We could still get lucky, projections this far out are fickle, the Gulf isn't as warm and wet as it was earlier, and the fall regime is settling over upper level winds. But it is possible.
WILMA DROVE SOUTHWARD OVERNIGHT BUT A WESTWARD COMPONENT SEEMS TO
HAVE RETURNED...AND THE INITIAL MOTION IS ESTIMATED TO BE 235/4.
MODEL GUIDANCE HAS BEEN EXTRAORDINARILY INCONSISTENT FROM RUN TO
RUN AND THERE IS PRESENTLY A HUGE SPREAD IN THE GUIDANCE. WHAT IS
MOST PUZZLING IS THAT THE MODELS THAT BEST ANTICIPATED THE
SOUTHWARD MOTION OVERNIGHT...THE GFDL AND THE GFS...ARE WAY OUT
THERE ON THE EASTERN EDGE OF THE GUIDANCE ENVELOPE WITH A TRACK
OVER WESTERN CUBA AND INTO THE EXTREME SOUTHEASTERN GULF OF MEXICO.

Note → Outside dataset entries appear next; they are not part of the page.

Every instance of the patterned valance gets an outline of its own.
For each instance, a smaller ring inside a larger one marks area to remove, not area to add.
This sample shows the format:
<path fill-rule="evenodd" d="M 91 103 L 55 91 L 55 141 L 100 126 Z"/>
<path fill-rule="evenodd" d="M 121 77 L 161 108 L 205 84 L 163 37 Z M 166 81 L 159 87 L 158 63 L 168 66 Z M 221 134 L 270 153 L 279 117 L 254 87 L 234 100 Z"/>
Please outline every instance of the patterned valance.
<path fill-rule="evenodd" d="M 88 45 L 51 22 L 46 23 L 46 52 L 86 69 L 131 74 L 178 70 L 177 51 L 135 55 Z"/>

THE UKMET...NOGAPS...AND ECMWF TAKE WILMA INTO VARIOUS PARTS OF THE
YUCATAN PENINSULA. THERE ARE IMPORTANT DIFFERENCES IN THE AMOUNT
OF MID-LEVEL RIDGING OVER THE WESTERN GULF OF MEXICO IN THESE
MODELS THAT IS AFFECTING THE ABILITY OF WILMA TO CONNECT WITH THE
WESTERLIES NEAR THE END OF THE FORECAST PERIOD. WHILE IT IS
TEMPTING TO ADJUST THE TRACK TO THE RIGHT BASED ON THE RECENT
CHANGES WITH THE GFS AND GFDL MODELS...THE FACT THAT THE 6Z RUNS OF
BOTH MODELS WERE INITIALIZED A BIT TOO FAR NORTH MAY MEAN THAT THEY
ARE TOO FAST WITH THE RECURVATURE SCENARIO. FOR NOW...I HAVE MADE
LITTLE CHANGE TO THE OFFICIAL FORECAST. CLEARLY...CONFIDENCE AT
THE LONGER RANGES IS UNUSUALLY LOW. WHILE THE SOUTHWARD MOTION
OVERNIGHT NOW REQUIRES A TROPICAL STORM WARNING FOR
HONDURAS...GIVEN THE UNCERTAINTIES IN TRACK AS WELL AS THE SIZE OF
THE CYCLONIC ENVELOPE...IT IS A LITTLE PREMATURE TO LOWER THE WATCH
AND WARNING FOR THE CAYMAN ISLANDS.
Or in otherwords, this storm could splay off in several different directions, and the models have not been good at predicting motion. This is typical early in a tropical cyclone's life span. Which is why alarm should be out, but watchfulness should be in.
And what is more, it is likely. Even if nothing happens, this will lead to a spike in crude and gasoline futures, which will nick the economy one more time. Even if Wilma is just Ivan level trouble, that is straight to the economy's bottom line. This is the year of storms.
The topic for another day is why many of the slogans being tossed around - such as "energy independence" would not do anything about the problems we face at all - in fact, an "energy independent America" would have been more, not less, vulnerable to what has happened with storms.